Glory to Jesus Christ!
(Or, if you’re on the older calendar)
Christ is Risen!
It has been 3 months since I posted on here. Some of that can be attributed to busyness but as I look back on the postings on here, the most recent one speaks volumes to me and I had promised to let it simmer.
St. Porphyrios and his meditation on the nightingale spoke to me very deeply.
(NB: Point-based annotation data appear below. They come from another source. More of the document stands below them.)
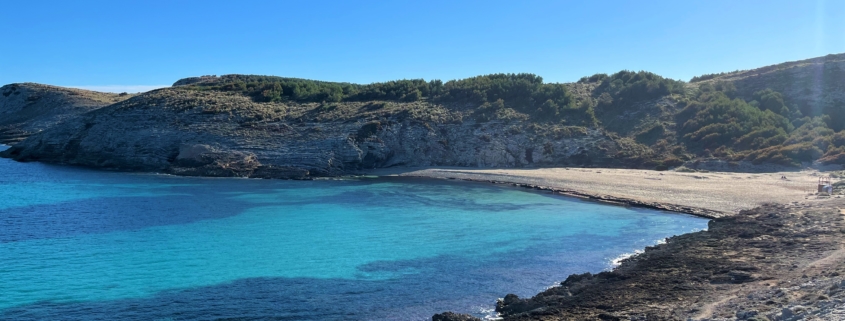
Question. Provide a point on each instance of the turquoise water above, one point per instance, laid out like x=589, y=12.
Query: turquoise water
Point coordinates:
x=88, y=245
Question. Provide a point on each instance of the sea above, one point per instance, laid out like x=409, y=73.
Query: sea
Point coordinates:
x=83, y=244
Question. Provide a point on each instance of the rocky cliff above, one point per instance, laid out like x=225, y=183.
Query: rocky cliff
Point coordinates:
x=28, y=108
x=189, y=132
x=263, y=126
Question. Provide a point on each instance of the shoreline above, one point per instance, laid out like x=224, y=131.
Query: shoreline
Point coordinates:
x=766, y=259
x=704, y=194
x=764, y=262
x=602, y=198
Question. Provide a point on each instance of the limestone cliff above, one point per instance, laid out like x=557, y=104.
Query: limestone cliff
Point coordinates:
x=188, y=132
x=29, y=108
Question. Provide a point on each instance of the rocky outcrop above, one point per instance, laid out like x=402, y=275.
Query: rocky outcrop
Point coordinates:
x=187, y=132
x=771, y=263
x=28, y=108
x=450, y=316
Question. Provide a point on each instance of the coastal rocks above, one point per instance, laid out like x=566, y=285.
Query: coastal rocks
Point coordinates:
x=769, y=263
x=450, y=316
x=196, y=133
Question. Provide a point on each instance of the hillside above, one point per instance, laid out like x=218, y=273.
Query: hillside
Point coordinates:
x=264, y=126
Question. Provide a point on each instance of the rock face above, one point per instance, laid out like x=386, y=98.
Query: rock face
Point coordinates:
x=29, y=108
x=774, y=262
x=188, y=132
I think of our world and our words, and we can say so many things to create clouds and fogs which can hide our true hearts from ourselves, our neighbor, and Our Lord. Thinking of the simple prayer of song that emanates from a tiny bird, I hold in contrast my own life and I see so much waste. So many jokes thrown out to not look vulnerable. So much posturing to demonstrate my knowledge when I am actually feeling doubt. So much pride cast under the guise of seeking sympathy. So much strength (conversely) shown when I am wanting to admit weakness. And as those shares/words/comments/posts/likes/emojis are racked up, my real sense of life in this world is obscured. I forget who it was who opened up to me, and I forget the people to whom I am honest.
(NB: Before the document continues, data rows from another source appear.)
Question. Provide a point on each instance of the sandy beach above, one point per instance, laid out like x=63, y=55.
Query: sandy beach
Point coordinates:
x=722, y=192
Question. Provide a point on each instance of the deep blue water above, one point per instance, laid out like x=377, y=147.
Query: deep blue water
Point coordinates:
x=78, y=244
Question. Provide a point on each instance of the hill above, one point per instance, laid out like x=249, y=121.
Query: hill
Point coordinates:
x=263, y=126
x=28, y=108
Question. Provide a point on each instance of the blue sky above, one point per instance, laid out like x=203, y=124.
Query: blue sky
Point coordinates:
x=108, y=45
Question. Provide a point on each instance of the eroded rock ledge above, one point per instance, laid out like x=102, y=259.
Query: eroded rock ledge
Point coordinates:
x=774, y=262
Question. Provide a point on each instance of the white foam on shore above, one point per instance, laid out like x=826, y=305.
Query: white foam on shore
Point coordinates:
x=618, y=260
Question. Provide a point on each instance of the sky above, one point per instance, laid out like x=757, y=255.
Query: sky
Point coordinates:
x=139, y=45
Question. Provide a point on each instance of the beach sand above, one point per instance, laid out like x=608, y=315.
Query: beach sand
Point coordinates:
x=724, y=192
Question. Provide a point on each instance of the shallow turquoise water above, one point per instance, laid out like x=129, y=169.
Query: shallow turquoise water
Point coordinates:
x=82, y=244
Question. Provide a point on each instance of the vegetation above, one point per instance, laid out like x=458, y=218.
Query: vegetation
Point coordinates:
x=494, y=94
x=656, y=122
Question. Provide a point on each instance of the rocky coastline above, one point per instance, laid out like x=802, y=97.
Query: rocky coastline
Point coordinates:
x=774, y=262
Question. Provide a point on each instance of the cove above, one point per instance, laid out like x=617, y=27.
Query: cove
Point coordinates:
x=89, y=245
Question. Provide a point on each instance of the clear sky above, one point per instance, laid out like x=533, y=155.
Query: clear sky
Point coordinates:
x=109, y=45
And in this sense of futility, I return to the nightingale. His song in solitude seems futile but it is anything but futile. Even if no human hears him, he knows his song and it is his true voice. This is my goal in my walk in this life. There have been so many words that are said for so many untrue reasons. It makes it so clear that if I would but focus on my own song that has come from my Creator, that even if I were to have no one hear me I would be so much more fulfilled than a world of provocations.
Lord Jesus Christ, Son of God, have mercy on me, a Sinner.